# GolfDB (McNally et al. 2019)

Video database for **golf swing sequencing** — detecting 8 swing events
(Address, Toe-up, Mid-backswing, Top, Mid-downswing, Impact, Mid-follow-through,
Finish) in trimmed swing clips.

- Paper: [arXiv:1903.06528](https://arxiv.org/abs/1903.06528)
- Upstream: [github.com/wmcnally/golfdb](https://github.com/wmcnally/golfdb)
- License: CC-BY-NC 4.0
- Records: 1400 swing clip annotations across **580 unique YouTube videos**
  (videos contain regular- and slow-mo swings; multiple records per video).

## On-disk layout

```
golfdb/
├── meta/
│   ├── golfDB.mat               # records: id, youtube_id, player, sex, club, view, slow, events, bbox, split
│   ├── golfDB.pkl               # ⚠ pandas version mismatch with current env — read .mat instead
│   ├── GolfDB.csv               # subset (no youtube_id / split) shipped by the Kaggle mirror — convenient for pandas
│   ├── generate_splits.py       # upstream: .mat → DataFrame
│   ├── preprocess_videos.py     # upstream: clip videos using event labels
│   ├── download_videos.py       # ours: pull 580 unique YouTube videos via yt-dlp (blocked, see below)
│   └── UPSTREAM_README.md
├── videos_160/                   # ✅ 1400 trimmed per-swing clips, 160×160, ~30 fps (Kaggle mirror)
│                                 #    filename = record id, frame count = events[-1] - events[0] + 1
└── download.log                  # per-ID status from download_videos.py (full-res route, currently blocked)
```

## Record schema (golfDB.mat)

- `id` — record index (0..1399)
- `youtube_id` — 11-char YouTube ID; 580 unique values
- `player`, `sex` — golfer (uppercase), 'm'/'f'
- `club` — driver / iron / fairway / hybrid / wedge
- `view` — face-on / down-the-line / other
- `slow` — 0 = native speed, 1 = slow-mo
- `events` — 10 frame indices: `[start_pad, 8 swing events, end_pad]`
- `bbox` — normalized `[x, y, w, h]` for the golfer
- `split` — 1..4 (4-fold CV)

## Distributions (from this release)

```
total records:    1400
unique videos:    580
slow=1:           642
view: down-the-line 585, face-on 461, other 354
club: driver 952, iron 229, fairway 162, hybrid 34, wedge 23
```

## Two routes to the videos

### ✅ Route A: Kaggle mirror (already done — 160×160 preprocessed)

```bash
kaggle datasets download -d marcmarais/videos-160 -p videos_160 --unzip
```

Lands as `videos_160/<record_id>.mp4`, **bypasses the YouTube bot-block entirely**.
1400 trimmed swing clips, total ~680 MB. Verified that ffprobe frame count
matches `events[-1] - events[0] + 1` for sample IDs 0/1/700/1399.
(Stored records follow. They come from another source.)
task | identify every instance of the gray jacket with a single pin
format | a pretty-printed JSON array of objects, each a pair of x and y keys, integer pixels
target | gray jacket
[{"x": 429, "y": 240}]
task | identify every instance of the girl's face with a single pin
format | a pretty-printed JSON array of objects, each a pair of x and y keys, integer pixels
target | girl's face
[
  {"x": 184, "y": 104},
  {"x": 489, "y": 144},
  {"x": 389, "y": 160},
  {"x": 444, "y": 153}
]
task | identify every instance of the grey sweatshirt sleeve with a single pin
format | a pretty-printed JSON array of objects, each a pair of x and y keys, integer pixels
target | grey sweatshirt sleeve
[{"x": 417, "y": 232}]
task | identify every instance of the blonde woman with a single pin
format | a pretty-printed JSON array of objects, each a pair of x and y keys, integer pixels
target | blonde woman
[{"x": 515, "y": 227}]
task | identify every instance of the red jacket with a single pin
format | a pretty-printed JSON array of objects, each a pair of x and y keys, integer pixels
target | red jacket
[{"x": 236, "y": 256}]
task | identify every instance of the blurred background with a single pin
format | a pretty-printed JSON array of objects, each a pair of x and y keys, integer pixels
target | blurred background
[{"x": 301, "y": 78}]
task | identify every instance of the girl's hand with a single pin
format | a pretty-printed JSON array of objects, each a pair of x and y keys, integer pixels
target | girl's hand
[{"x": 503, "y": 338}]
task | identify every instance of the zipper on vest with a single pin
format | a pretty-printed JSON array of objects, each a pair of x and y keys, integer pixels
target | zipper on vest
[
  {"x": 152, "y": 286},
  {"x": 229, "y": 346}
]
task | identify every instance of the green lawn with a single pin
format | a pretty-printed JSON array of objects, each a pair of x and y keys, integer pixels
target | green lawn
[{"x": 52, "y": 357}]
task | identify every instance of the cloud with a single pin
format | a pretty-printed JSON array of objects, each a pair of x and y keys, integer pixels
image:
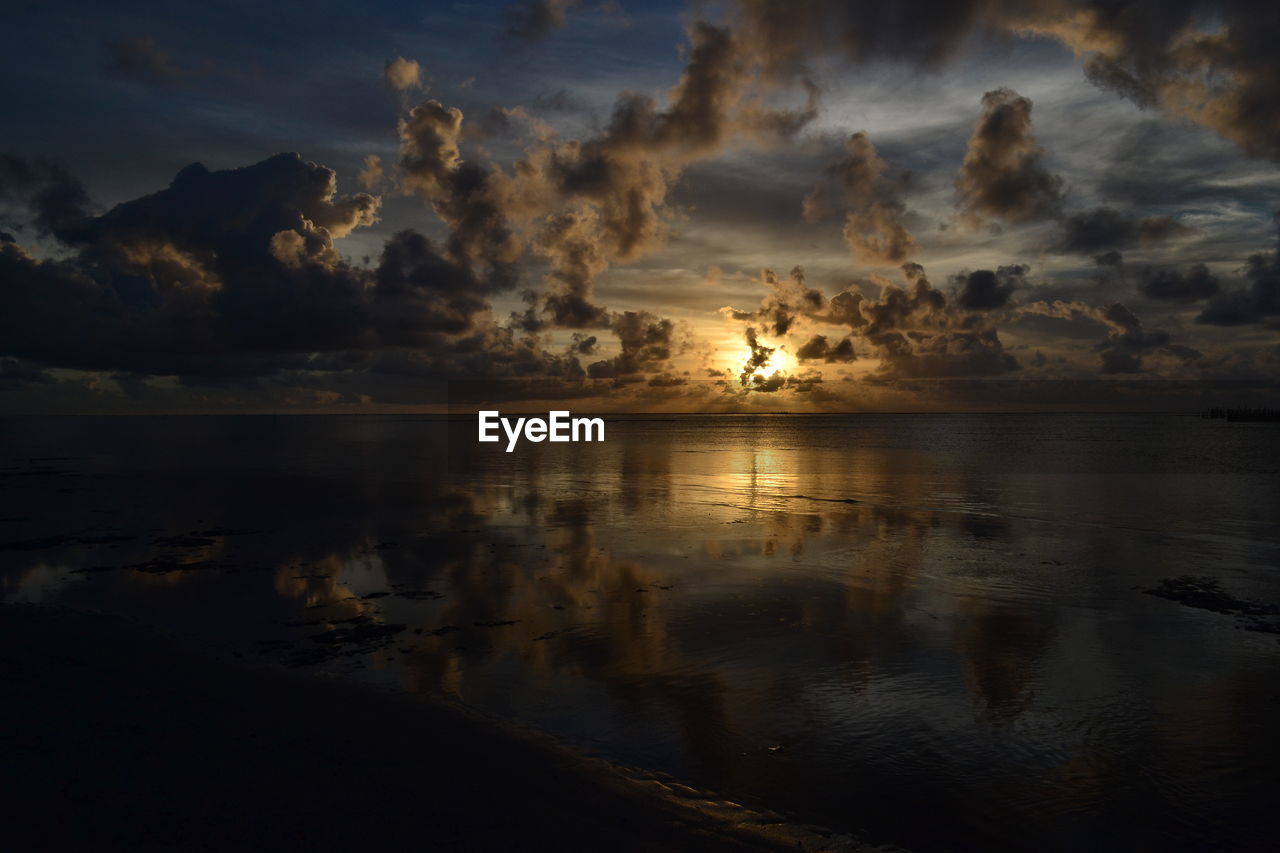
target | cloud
[
  {"x": 236, "y": 274},
  {"x": 467, "y": 196},
  {"x": 819, "y": 349},
  {"x": 787, "y": 301},
  {"x": 1196, "y": 283},
  {"x": 1255, "y": 304},
  {"x": 371, "y": 176},
  {"x": 1212, "y": 63},
  {"x": 1004, "y": 176},
  {"x": 984, "y": 290},
  {"x": 140, "y": 59},
  {"x": 1128, "y": 342},
  {"x": 534, "y": 19},
  {"x": 403, "y": 74},
  {"x": 873, "y": 226},
  {"x": 1104, "y": 231},
  {"x": 46, "y": 194},
  {"x": 758, "y": 357},
  {"x": 645, "y": 343}
]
This is the recommended route for almost all downstream work — small, fast,
already trimmed to the swing window.

### ⏸ Route B: full-resolution from YouTube (blocked)
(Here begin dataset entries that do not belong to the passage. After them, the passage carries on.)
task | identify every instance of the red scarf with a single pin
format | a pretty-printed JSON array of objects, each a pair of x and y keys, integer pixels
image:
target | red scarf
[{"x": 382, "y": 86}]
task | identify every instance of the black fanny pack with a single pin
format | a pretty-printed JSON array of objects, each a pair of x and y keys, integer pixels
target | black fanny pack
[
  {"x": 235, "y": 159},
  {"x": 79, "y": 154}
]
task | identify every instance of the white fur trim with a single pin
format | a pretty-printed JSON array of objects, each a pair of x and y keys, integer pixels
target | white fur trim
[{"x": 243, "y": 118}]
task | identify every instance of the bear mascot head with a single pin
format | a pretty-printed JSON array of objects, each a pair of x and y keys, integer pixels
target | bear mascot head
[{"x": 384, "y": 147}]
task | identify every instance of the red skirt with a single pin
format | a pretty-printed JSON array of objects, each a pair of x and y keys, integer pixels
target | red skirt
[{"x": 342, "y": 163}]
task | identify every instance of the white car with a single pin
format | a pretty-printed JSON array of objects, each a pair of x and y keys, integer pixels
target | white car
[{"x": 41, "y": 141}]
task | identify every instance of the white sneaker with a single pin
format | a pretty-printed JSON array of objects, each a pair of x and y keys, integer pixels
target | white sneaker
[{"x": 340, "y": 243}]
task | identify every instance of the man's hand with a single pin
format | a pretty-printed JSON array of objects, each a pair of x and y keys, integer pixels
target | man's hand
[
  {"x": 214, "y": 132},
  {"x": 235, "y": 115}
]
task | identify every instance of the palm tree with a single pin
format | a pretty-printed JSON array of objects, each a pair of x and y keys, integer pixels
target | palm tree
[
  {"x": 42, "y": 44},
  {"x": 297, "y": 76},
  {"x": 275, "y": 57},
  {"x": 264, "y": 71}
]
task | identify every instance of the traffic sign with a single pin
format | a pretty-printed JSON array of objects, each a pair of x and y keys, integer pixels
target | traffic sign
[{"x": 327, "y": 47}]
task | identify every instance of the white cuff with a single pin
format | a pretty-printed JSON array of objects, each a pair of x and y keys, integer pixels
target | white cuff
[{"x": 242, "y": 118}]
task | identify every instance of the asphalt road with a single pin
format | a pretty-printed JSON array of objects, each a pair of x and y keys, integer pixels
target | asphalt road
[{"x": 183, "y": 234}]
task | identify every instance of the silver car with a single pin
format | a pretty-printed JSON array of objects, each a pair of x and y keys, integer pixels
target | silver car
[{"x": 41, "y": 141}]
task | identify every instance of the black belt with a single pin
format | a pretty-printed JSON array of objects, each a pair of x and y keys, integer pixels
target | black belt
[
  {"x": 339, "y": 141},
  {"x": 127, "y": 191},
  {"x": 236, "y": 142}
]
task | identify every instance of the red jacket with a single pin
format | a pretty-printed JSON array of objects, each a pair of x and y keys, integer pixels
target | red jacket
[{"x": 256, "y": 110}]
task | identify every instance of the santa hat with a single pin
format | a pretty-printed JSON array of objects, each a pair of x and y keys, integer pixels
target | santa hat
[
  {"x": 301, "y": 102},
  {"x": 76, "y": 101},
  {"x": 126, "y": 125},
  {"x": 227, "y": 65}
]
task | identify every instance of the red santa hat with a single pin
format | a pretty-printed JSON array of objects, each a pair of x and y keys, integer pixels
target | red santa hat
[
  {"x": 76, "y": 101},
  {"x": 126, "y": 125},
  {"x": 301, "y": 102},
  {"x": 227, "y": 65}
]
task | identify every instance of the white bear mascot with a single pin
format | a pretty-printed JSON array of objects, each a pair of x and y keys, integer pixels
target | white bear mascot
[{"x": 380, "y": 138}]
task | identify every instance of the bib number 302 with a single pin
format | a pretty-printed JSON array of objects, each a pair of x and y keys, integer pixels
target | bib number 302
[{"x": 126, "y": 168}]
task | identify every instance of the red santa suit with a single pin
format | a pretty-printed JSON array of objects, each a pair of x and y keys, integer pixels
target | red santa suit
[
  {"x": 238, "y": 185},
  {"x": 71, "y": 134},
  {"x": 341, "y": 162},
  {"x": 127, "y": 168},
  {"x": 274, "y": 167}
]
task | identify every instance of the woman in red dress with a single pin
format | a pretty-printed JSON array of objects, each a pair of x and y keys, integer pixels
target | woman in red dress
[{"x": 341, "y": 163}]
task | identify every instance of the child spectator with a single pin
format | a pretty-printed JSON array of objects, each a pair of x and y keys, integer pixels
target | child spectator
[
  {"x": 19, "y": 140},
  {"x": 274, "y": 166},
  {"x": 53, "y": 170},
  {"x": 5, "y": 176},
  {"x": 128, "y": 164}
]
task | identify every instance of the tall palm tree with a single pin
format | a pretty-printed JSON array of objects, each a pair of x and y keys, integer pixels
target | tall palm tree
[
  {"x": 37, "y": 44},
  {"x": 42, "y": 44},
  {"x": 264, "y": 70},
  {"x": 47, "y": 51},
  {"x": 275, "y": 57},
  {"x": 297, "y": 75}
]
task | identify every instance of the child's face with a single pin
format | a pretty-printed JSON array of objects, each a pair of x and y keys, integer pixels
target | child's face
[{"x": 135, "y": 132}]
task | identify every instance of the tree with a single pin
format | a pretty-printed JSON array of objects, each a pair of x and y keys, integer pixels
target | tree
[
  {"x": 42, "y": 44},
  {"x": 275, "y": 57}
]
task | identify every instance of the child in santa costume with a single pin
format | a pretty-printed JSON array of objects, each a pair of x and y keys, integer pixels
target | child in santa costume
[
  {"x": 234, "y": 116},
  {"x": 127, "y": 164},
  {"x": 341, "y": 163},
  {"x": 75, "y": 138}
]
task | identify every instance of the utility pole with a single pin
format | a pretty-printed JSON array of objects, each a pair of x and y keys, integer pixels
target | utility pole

`meta/download_videos.py` pulls the 580 unique source videos at native
resolution. Currently this host's IP gets `Sign in to confirm you're not a bot`
for every video; tried `player_client` variants (tv, ios, web_safari,
tv_simply, android_vr) — all blocked. To unblock, supply a YouTube
`cookies.txt` exported from a real browser session (see `../README.md`).
Only needed if you want resolutions above 160×160.